The articles in this issue of Business History Review emphasize the themes of innovation, globalization, and government policy. Catherine Casson and Mark Dodgson draw distinctions between proactive and reactive innovation in the histories of firms in several sectors in England between 1750 and 1860. In particular, Casson and Dodgson detail the ways in which product design became a site for advantageous innovation. Peter Scott's article offers a study of failures of innovation in the vacuum cleaner industry in the 1920s. He identifies a lack of diversity in core competencies as a key factor in the resistance to innovation that rendered these large companies less able to respond to rapidly changing conditions at the onset of the Great Depression. Jan-Otmar Hesse reexamines the history of the German textile industry in a globalizing market, offering a new framing of a common narrative about liberalization and the decline of the industry. Rather than a simple story of a declining “old industry,” Hesse finds that internationalization allowed German textile companies to offshore production, and still remain dominant in the industry for several decades by moving to a diversified production model. Christophe Lécuyer considers globalization in high tech manufacturing, describing Intel's efforts to overcome Japanese dominance in the sector in the 1970s, in part by adopting Japanese technological methods and operating procedures. Finally, Rolv Petter Amdam, Robert Fredona, and Sophus A. Reinert use the eighteenth-century history of the Christiania Glasmagasin to examine the sometimes surprising ways in which government, industry, and private investors worked out questions of public and private ownership in the early stages of Scandinavian industrialization.
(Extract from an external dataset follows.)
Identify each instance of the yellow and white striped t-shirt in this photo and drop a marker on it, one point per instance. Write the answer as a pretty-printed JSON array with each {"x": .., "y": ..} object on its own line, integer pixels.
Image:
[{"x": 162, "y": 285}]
A research note by Bernardita Escobar Andrae and Nelson Arellano Escudero describes their work to trace the development of wind, solar, tidal, and wave power technologies through the register of patent applications in Chile in the late nineteenth and early twentieth centuries. The issue is rounded out by Aurora Gómez-Galvarriato's review essay evaluating the contents of a two-volume collection of essays on Companies and Entrepreneurs in the History of Chile, which she describes as “an excellent point of departure to the understanding of Chile's business history over more than two centuries.”